God did not limit the definition of neighbor to people who are easy to love.
What Does It Look Like to Love Someone Who Is Hard to Love?
Truly loving someone can be messy. It means getting down in the trenches with people. It means carrying some of their burden. It means showing up even when it is uncomfortable.
There is a story worth sharing here. A man named Billy, who was homeless and drinking thirty beers a day, would show up to a Tuesday night church service for the homeless. Every week he would ask for prayer. Every week the cycle repeated. One night, instead of praying the same prayer again, the response was different. He was told plainly: "I will not pray for you today so you can get up tomorrow and do the exact same thing."
That night, Billy went to rehab. He has now been sober for five years. That is what tough love looks like. It is not harsh for the sake of being harsh. It is honest because you care enough to want something better for that person.
God Is Love, and That Changes Everything
1 John 4:8 says simply, "God is love." This is not just a description of something God does. It is a description of who He is at His very core.
And John 3:16 shows us what that love looks like in action: "For God so loved the world that He gave His only Son, that whoever believes in Him should not perish but have eternal life."
God did not just feel love for us. He acted on it. He knew we could not meet His standard on our own. He knew we were headed toward destruction without help. So He gave up the most precious thing He had. That is love that sacrifices everything for the good of others.
The more that truth sinks in, the more it changes how we see the people around us.
How Do We Put Love Into Action Every Day?
Loving like Jesus is not just something we say. It is something we do. It requires a change in how we think, how we act, and how we respond to the people God places in our path.
Sometimes that looks like paying for a stranger's meal when the Holy Spirit prompts you. Sometimes it looks like stopping to help someone on the side of the road. Sometimes it looks like building a genuine relationship with the same server every Friday instead of just placing your order and leaving.
When you have a relationship with Christ, He will prompt you toward these moments. Whether you listen is up to you. But the more you listen, the more you grow. And the more you grow, the easier it becomes to love the way He designed you to love.
You cannot do any of this without knowing what His love truly means. You cannot give away something you have never received. If you do not yet understand what the love of Jesus feels like personally, that is the starting point.
Life Application
This week, look for one specific person outside your normal circle to show intentional love toward. It might be a server, a coworker, a neighbor you have been avoiding, or a stranger you feel prompted to help. Do not just say something kind. Do something. Pay for their meal, stop and listen, offer help, or simply treat them with the kind of patience and dignity that reflects how God treats you.
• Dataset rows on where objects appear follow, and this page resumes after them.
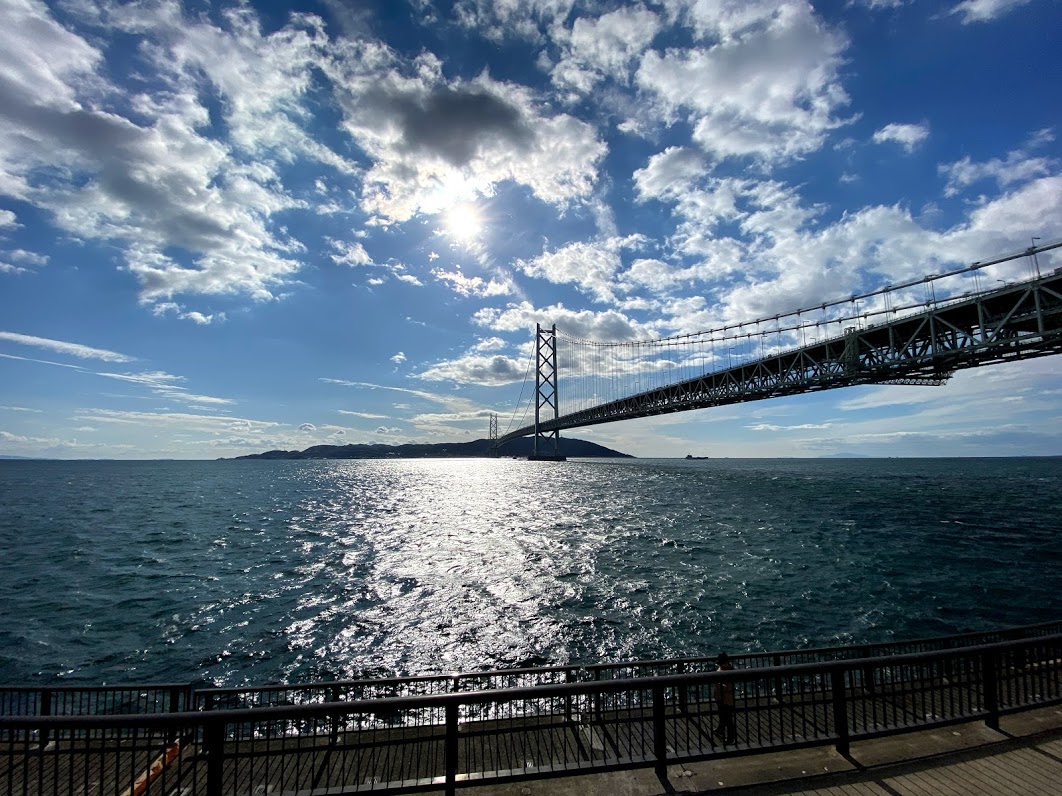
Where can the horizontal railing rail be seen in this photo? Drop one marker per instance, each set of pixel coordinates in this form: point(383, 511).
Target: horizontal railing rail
point(464, 738)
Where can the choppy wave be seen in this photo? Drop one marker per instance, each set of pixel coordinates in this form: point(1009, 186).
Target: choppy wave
point(232, 572)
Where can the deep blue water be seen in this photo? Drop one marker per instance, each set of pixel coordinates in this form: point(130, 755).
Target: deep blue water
point(235, 572)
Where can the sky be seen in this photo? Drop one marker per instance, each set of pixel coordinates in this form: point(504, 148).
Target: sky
point(233, 227)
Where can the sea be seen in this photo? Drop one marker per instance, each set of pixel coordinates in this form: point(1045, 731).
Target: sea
point(237, 572)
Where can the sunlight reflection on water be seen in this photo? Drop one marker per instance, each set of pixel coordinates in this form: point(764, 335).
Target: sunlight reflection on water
point(271, 571)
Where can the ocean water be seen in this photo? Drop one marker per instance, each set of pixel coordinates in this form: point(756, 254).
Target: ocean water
point(243, 572)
As you go into the week, ask yourself these questions:
- Am I loving the people around me in a way that requires something from me, or only when it is easy?
- Is there someone in my life I have been withholding love from because they are difficult or different from me?
- Do I truly understand how much God loves me, and is that love changing the way I treat others?
- When the Holy Spirit prompts me to act in love, do I follow through or talk myself out of it?
Love is not a feeling to wait for. It is a choice to make, a command to follow, and a reflection of the God who first loved us.